7. A step of outputting a threshold value for separating a template belonging to the subset from a subset, wherein the feature degeneration of a template included in the subset when the subset is a leaf node. 7. The method according to claim 6, wherein only effective feature components are selected and output.

8. The step of outputting the child node as a result of the classification is such that when the classification of the pattern into child nodes has been completed to the lowest layer, the classification is ended. A method for accelerating a recognition search according to claim 6 or 7.

9. The step of outputting a threshold value for performing separation into a template and a subset belonging to the subset is performed by including categories existing over the determined threshold in subsets on both sides of the threshold. 9. The method according to claim 6, wherein a tree is generated.

10. A method for measuring the frequency of appearance of the correct category and outputting the frequency of appearance of the correct category to the subset generating means, for separating the subset belonging to the template from the subset. The step of outputting a threshold value of the template set is output as a threshold value for controlling a boundary for classification in accordance with a prior probability of the correct answer category in classifying the template set into the subset. The method for accelerating recognition search according to any one of claims 6 to 9.

11. A feature vector is generated from an input character pattern, the feature vector is identified according to a condition stored in each node of a previously generated decision tree, and child nodes are sequentially selected according to the identification result. A storage medium storing a recognition search speed-up control program for speeding up the recognition search in the recognition search device that repeatedly performs this classification until reaching the terminal node; A search device is configured to generate a template of a multidimensional feature vector stored in a recognition dictionary from a set of patterns to which a predetermined correct category has been assigned, and to select a template of interest and a pattern corresponding to each of the templates.

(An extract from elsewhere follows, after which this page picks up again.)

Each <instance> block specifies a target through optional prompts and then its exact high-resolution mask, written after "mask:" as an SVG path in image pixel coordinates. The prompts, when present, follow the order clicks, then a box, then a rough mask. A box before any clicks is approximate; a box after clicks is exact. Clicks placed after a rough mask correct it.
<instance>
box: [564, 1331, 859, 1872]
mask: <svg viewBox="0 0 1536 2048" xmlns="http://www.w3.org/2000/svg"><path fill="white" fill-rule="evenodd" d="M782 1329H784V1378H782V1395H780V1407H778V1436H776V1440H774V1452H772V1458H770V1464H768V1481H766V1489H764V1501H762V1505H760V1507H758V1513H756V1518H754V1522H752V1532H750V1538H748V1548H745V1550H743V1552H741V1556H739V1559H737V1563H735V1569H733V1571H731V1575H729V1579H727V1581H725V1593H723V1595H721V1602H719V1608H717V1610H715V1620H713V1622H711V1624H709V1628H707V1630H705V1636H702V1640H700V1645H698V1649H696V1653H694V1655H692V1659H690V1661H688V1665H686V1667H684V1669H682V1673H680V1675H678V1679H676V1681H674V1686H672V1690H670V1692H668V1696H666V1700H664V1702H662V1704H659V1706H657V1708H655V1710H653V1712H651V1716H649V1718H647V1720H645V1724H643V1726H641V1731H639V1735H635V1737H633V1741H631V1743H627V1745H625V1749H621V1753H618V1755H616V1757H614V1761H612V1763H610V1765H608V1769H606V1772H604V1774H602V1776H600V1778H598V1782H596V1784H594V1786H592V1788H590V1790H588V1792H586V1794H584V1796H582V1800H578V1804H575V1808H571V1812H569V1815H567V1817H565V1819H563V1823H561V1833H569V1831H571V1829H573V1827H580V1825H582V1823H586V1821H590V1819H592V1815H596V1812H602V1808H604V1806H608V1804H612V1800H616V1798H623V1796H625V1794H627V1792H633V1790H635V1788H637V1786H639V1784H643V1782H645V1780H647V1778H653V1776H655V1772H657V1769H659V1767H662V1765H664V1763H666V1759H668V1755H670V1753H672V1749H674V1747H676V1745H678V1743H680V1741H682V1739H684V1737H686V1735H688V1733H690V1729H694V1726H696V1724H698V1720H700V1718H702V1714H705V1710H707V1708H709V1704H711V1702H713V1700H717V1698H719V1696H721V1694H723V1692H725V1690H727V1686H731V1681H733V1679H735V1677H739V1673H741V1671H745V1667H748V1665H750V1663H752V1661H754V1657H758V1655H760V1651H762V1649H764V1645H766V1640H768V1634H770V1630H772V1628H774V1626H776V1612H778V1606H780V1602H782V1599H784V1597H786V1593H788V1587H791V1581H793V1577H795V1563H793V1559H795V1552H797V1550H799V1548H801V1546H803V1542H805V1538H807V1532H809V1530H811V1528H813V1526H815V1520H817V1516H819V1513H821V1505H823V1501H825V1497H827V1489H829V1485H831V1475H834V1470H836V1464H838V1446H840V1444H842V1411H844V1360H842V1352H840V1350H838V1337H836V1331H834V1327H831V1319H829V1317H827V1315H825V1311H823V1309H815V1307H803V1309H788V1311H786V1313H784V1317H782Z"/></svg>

And the frequency of appearance of the correct answer category are classified into subsets, and A hierarchical structure stored in a hierarchical dictionary means for outputting a template to which the template belongs and a threshold value for performing separation into subsets, and storing the sequentially generated template subset in association with a corresponding subset of the template before separation. Are input in order from the upper hierarchy to classify the input pattern and output the child nodes as a result of the classification, read out effective feature amounts for determining a template from the leaf nodes of the hierarchical structure, and read those feature amounts. A recording medium on which a recognition and retrieval speed-up control program is recorded, wherein a large classification is performed by using a computer.